Govt speeds up  payments to suppliers Minister Ncube (left), in the company of permanent secretary in his office Mr George Guvamatanga at a press briefing in Harare on Monday, said the Government is in the process of procuring a world-class computer system to enhance transparency in the public procurement system

Oliver Kazunga

Senior Business Reporter

THE Government is working on modalities to shorten the payment cycle for goods and services supplied to public entities from the current 21-30 days after submission of the invoice.

Secretary for Finance and Economic Development Mr George Guvamatanga said this while responding to questions from journalists during a press conference on value for money audits on public entity supply contracts on Monday.

He said reducing the payment cycle was imperative as the Government needed to support small and medium enterprises. Delays in settling invoices have often been cited as the reason for overpricing to hedge against inflation.

“The payment cycle for the Government is normally 21 to 30 days after submission of the invoice, (in that period) we should be able to settle and to pay.

“But it’s also a process which we are also reviewing because at the moment I have an accounting general office almost working as a payments office.

“We are actually trying to see whether we can have six payment runs per month rather than that on a daily basis we have to settle invoices. 

“So, that system is also under review and we might also just review the payment cycle so that we enable businesses to get their money from the Government on a quicker basis than what we are currently doing,” he said.

The Government is in the process of aligning the Public Finance Management System (PFMS) with a new procurement system.

“Once the new procurement system, which will align with PFMS system that we are running, then we expect that we can be more efficient because things are then automatically and electronically loaded once an order has been confirmed by a Government ministry and the payment process then immediately starts from there, and we should be able then to shorten the payment cycle,” he said.

“It’s important for us to shorten the payment system given that most of the suppliers to Government are Small to Medium Enterprises whom as Government we want to support.

“But I think for us to continue to support them it’s important that they also understand that they now have to rely on normal business margins to survive, not on the pricing models that we have been witnessing in the market.”

Suppliers have been using forward pricing models and benchmarking prices to front load parallel market exchange rates leading to extortionist pricing of goods and services supplied to ministries, departments and agencies (MDAs), which was not anchored on economic fundamentals.
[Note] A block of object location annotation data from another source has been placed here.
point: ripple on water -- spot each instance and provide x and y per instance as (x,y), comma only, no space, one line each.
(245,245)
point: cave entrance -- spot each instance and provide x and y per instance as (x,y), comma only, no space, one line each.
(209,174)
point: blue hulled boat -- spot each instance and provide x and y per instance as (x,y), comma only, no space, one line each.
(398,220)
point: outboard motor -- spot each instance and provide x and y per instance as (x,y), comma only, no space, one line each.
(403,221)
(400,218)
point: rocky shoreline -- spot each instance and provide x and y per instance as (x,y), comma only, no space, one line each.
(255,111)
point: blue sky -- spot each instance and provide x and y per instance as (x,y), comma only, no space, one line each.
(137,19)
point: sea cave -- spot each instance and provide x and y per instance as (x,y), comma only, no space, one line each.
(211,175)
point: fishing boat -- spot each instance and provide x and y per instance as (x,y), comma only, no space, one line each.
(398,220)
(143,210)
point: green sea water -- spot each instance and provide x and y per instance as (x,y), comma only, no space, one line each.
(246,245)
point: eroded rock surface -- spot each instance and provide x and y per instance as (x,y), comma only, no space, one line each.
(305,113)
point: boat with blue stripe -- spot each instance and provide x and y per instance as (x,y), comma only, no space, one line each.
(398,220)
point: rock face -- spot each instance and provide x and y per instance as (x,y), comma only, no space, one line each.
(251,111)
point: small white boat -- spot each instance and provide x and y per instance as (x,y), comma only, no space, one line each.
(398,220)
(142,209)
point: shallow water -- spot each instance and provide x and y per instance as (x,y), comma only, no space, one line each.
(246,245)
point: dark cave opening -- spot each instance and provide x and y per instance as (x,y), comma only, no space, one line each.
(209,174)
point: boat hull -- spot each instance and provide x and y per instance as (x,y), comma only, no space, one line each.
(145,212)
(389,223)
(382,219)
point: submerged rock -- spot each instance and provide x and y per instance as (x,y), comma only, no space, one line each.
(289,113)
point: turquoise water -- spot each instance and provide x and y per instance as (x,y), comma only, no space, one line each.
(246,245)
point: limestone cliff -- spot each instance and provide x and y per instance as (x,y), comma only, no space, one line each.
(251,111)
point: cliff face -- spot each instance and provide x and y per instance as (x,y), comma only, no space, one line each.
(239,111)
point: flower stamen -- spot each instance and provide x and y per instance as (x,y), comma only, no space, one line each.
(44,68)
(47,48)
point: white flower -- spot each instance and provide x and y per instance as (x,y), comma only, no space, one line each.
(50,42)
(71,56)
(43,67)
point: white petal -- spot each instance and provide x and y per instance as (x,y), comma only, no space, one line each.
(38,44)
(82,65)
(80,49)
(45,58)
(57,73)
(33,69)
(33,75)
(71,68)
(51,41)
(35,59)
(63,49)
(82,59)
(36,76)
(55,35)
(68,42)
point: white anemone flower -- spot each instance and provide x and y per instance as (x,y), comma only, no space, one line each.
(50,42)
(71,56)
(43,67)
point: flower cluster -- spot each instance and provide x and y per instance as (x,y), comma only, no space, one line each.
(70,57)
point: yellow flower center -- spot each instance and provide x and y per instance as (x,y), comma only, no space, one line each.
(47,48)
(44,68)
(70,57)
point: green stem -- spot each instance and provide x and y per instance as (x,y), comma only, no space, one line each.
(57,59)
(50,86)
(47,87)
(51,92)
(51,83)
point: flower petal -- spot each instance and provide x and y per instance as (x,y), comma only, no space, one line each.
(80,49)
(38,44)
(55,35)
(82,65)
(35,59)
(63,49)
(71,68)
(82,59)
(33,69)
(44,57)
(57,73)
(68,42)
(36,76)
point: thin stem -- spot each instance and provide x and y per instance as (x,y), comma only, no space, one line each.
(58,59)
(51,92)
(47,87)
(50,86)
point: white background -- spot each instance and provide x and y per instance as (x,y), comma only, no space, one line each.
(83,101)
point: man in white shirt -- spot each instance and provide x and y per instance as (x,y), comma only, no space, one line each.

Speaking during the same occasion Finance and Economic Development Minister Professor Mthuli Ncube said the Government was in the process of procuring a world class computer system to enhance transparency in the public procurement system.

“We are in the process of procuring a world class computer system, where things can be uploaded, we can check against recommended price list while we will upload on the system to make sure that again procurement agencies across all our MDAs are properly guided and are not going to deviate and start pricing things well away from the official exchange rate.

“The system is critical for us to implement and enforce the value for money process going forward,” he said.

Prof Ncube said MDAs through the various procurement management units, have not been exercising due diligence, especially regarding the value for money process in terms of pricing.

“They have merely been following procurement rules without due regard to established value for money practices already enshrined in the Procurement laws of the country.

“Tenders have been awarded without due regard to price checks on the basis that prices have passed a competitive bidding process.

“The combined effect of the above behaviours has resulted in the rapid erosion of budgeted resources and hence the need for the Government to come up with a raft of measures to deal with the menace,” he said.

As a result, Prof Ncube said the value for money process the Government was implementing would result in punitive measures being taken against public sector officials found to be complicit to overpricing and procurement malpractices. Suppliers who continue to defy the new rules on fair pricing, he said, will be blacklisted and excluded from future supply contracts.

 “In light of the above Government started enforcing measures to enhance economic stability by suspending all inflated payments and ordering an audit exercise to revalidate all running contracts and renegotiate prices with various suppliers,” said Prof Ncube.

In an interview, Harare-based economist Ms Chipo Warikandwa said the move by the Government was necessary and long overdue.

“We applaud the move that the Government has taken in a bid to further tighten screws and close any loopholes that uncouth individuals and corporates have been using to destabilise the macro-economic stability authorities have been ensuing,” she said.